Jeddah: Despite the global environment of lower oil prices, the Kingdom of Saudi Arabia maintains its counter-cyclical economic policy in the 2015 fiscal budget, according to a report by Jadwa Investment.
“It continues to highlight the government’s intention to stimulate the economy. We estimate that the allocation to investment spending remains elevated at SR278 billion which will support healthy economic growth and provide encouragement and opportunities for the private sector at a time of global and regional uncertainty,” Dr. Fahad Al-Turki, Chief Economist and Head of Research, Jadwa Investment, said.
The government’s budget for the 2015 fiscal year (31 December 2014 to 30 December 2015) was endorsed by the Council of Ministers on December 25. It was another expansionary budget with spending maintained at a very high level which will play a vital role in supporting the economy. The highlights are:
“For the first time since 2011, a fiscal deficit is projected, based on revenues of SR715 billion and expenditures of SR860 billion. Education and healthcare remain the focus of government spending, accounting for 43.8 percent of total spending. The deficit will be financed comfortably using Saudi Arabian Monetary Agency’s huge stock of net foreign assets, which totaled $736 billion at the end of November. Domestic debt was cut to a long-term low of SR44.2 billion in 2014, equivalent to only 1.6 percent of GDP.
“The budgetary performance in 2014 came up at the very low end of our expectations with a deficit of SR54 billion despite comfortable year-to-date level in both oil prices ($99.5 per barrel for Brent) and oil exports (7.1 million barrel per day). This first fiscal deficit since 2009 was mainly due to both falling revenues and rising expenditures. Total revenues slipped by over 9 percent compared to the previous year, yet remained above the SR1 trillion marks for the fourth year in a row.
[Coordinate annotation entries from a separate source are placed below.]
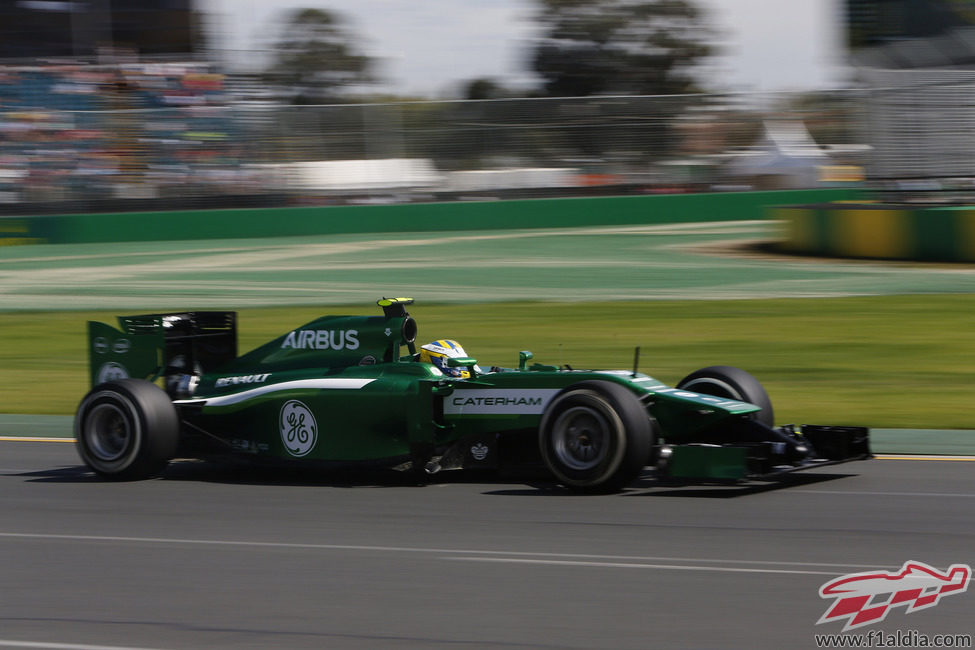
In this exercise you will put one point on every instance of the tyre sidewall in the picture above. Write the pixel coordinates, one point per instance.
(628, 436)
(152, 429)
(734, 383)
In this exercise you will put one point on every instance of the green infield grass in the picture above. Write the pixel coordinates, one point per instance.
(886, 361)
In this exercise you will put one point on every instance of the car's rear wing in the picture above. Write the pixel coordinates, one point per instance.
(151, 345)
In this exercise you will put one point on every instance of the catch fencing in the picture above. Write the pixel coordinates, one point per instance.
(265, 152)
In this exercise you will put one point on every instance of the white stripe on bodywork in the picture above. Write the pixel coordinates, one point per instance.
(328, 383)
(498, 401)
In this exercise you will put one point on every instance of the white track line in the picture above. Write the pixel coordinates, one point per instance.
(11, 643)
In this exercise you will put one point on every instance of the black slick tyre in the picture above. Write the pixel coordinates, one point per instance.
(595, 436)
(126, 429)
(733, 383)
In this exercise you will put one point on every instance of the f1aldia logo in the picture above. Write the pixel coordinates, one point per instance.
(299, 431)
(866, 598)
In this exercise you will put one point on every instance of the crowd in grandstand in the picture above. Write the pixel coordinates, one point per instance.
(150, 130)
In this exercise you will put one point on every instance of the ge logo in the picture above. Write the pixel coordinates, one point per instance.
(112, 371)
(299, 431)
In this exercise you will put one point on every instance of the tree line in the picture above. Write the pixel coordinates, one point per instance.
(584, 48)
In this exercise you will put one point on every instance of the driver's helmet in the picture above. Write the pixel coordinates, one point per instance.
(439, 351)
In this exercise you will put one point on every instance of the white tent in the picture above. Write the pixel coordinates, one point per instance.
(785, 157)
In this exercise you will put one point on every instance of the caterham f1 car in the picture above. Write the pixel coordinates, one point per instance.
(342, 390)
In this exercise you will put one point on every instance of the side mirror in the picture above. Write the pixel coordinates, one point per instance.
(462, 362)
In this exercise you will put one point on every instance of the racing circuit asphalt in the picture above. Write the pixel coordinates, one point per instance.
(217, 557)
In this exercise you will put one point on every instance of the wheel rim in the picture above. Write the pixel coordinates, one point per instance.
(108, 432)
(580, 438)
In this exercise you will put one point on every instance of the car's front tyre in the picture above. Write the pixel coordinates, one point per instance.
(732, 383)
(126, 429)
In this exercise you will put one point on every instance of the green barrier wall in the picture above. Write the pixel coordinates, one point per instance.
(412, 217)
(932, 234)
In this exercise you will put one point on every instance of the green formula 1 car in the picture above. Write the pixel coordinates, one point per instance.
(355, 389)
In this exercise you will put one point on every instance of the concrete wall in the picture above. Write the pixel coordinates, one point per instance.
(410, 217)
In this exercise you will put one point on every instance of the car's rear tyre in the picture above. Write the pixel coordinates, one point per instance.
(595, 436)
(126, 429)
(733, 383)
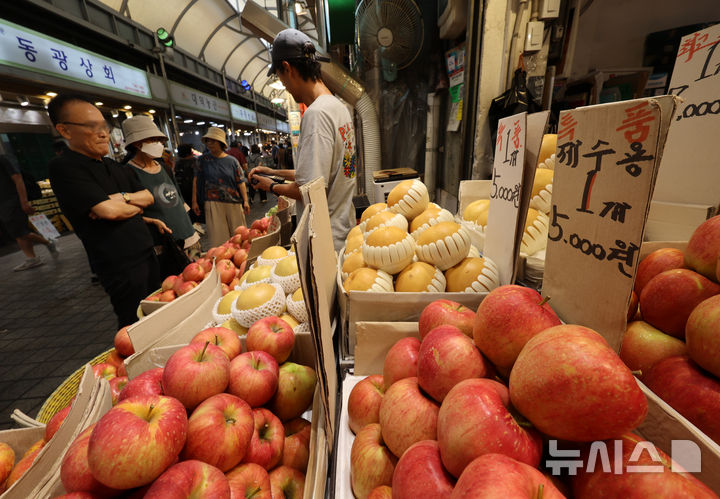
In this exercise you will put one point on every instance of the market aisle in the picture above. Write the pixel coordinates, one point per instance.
(52, 321)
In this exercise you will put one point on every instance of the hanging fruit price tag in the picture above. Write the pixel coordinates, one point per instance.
(689, 172)
(606, 162)
(516, 150)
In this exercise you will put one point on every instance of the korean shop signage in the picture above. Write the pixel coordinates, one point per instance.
(27, 49)
(199, 101)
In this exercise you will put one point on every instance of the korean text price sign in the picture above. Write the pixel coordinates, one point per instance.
(607, 159)
(689, 173)
(506, 195)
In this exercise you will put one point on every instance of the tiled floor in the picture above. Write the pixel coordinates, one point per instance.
(52, 321)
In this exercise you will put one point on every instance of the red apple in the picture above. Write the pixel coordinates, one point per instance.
(703, 248)
(268, 440)
(153, 434)
(506, 319)
(196, 372)
(364, 402)
(250, 481)
(296, 451)
(190, 479)
(226, 269)
(637, 484)
(123, 345)
(571, 385)
(287, 483)
(147, 383)
(193, 272)
(381, 492)
(496, 476)
(668, 299)
(296, 388)
(206, 264)
(168, 296)
(272, 335)
(169, 282)
(7, 461)
(371, 462)
(688, 390)
(219, 431)
(185, 287)
(105, 370)
(401, 361)
(702, 334)
(658, 261)
(407, 416)
(75, 470)
(446, 312)
(116, 386)
(474, 420)
(226, 339)
(254, 377)
(420, 473)
(447, 357)
(54, 424)
(644, 346)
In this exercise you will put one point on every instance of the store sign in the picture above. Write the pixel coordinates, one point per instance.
(27, 49)
(606, 162)
(266, 122)
(243, 114)
(689, 172)
(186, 96)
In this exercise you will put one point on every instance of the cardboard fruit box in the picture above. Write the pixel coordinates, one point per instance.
(662, 426)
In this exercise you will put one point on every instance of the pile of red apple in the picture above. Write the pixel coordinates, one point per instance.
(214, 422)
(469, 408)
(674, 341)
(230, 261)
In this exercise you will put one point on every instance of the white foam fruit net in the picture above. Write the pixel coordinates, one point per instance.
(274, 306)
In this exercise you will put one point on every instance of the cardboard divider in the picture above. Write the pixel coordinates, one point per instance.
(43, 476)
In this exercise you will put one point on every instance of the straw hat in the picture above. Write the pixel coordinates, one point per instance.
(139, 128)
(216, 133)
The growth in the fiscal expenditures, at 12.7 percent, was the highest in the last three years, exceeding the SR1 trillion marks for the first time.
“Preliminary economic data shows that 2014 was a healthy year for the economy with real GDP growth of 3.59 percent. Non-oil private sector maintained strong growth, at 5.7 percent year-on-year, with growth of construction, non-oil manufacturing, transport and communications sectors above 5 percent year-on-year. Elevated oil export revenues maintained a double digit current account surplus at 14.1 percent of GDP or $106.4 billion.
“We estimate a price of $56 per barrel for Saudi export crude (around $60 per barrel for Brent) and production of 9.6 million barrels per day are consistent with the revenue projections contained in the budget. We expect both revenues and expenditures in 2015 to be above the budgeted level and forecast a budget deficit of SR157.4 billion (6 percent of GDP) based on oil price of $79 per barrel for Brent.”